Additionally, with Greg Sargent among those reporting the dynamic, the opposition to war is being led by a 'strange bedfellows' coalition with anti-government Tea Party/libertarian members on the Right and anti-war progressives on the Left.
Almost all of the news outlets tracking the whip count in the House show that a war resolution—at least at this point—would have a tremendously hard time passing.
As The Hill reports, "Most House Republicans who have taken a stance are vowing to vote no or are leaning no. Many lawmakers are citing constituent feedback in explaining their opposition."
Utilizing the Washington Post's whip count for the House, it showed (as of Friday afternoon) that out of 433 representatives, 106 were firmly opposed, 118 were "leaning no," 184 remained in the "undecided" column, and only 25 had been recorded as "in favor" of a U.S. military assault.
In comments made from the G20 meeting taking place in St. Petersburg, Russia on Friday, President Obama affirmed his desire to use the U.S. military to execute strikes against the armed forces of Syria. Though faced with steep political resistance among other G20 leaders, Obama pressed the case as he ducked a key question from reporters about whether or not he would attack Syria even if Congress refused to sign off on such action.
Before leaving St. Petersburg, Obama was able to obtain a signed statement from eleven of the G20 nations that voiced support for "a strong international response to a grave violation of the world's rules" but fell well short of backing an armed attack.
In a separate development, Obama also announced that he would bring his case to the American people in a national televised address on Tuesday night next week.
The Anti-War Campaign
Anti-war groups and coalitions continued their efforts to lobby members of Congress to oppose Obama's request for military authorization.

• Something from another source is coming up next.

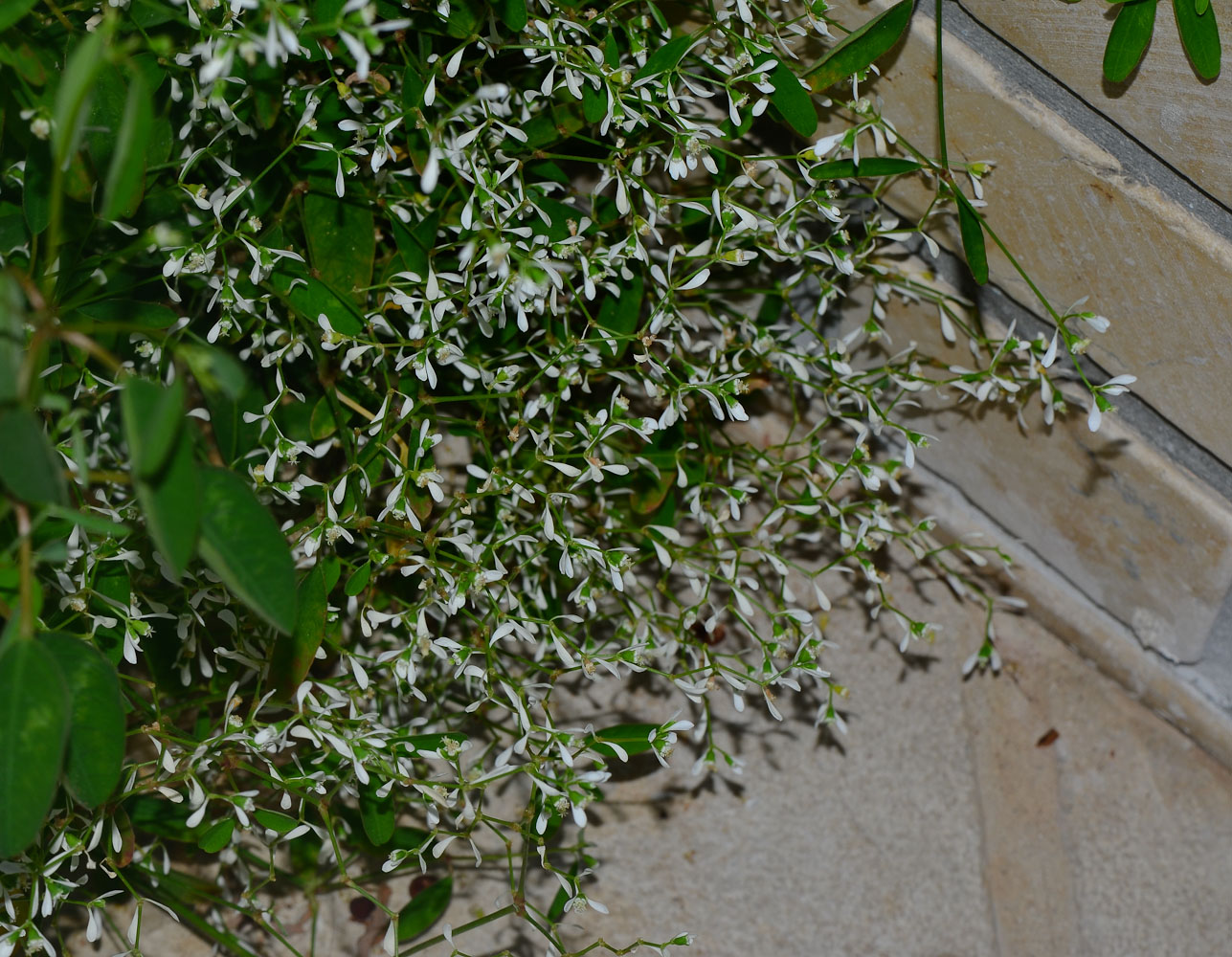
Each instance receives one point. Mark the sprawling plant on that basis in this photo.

Groups urging their members to sign petitions, call their representatives or take direct action against the war include:
- Win Without War
- Credo Action
- United for Peace and Justice
- Progressive Democrats for America
- War Times
- Iraq Veterans Against the War
- Friends Committee on National Legislation
- Just Foreign Policy
- Grassroots Global Justice
- Arab Resource and Organizing Center
- Veterans for Peace
- US Labor Against the War
- Middle East Children's Alliance
Anti-war coalitions have also announced next Monday, September 9 as a national day of action against military intervention in Syria with United for Peace and Justice hosting this directory of local actions taking place nationwide.
In addition, for any "progressives" still on the fence about U.S. intervention, Peter Certo, editor at Foreign Policy in Focus, thinks those unsure—whether inside or outside of Congress—should read this, his primer against a military attack which also includes alternatives approaches the Obama administration, Congress, and in the international community would be wise to pursue.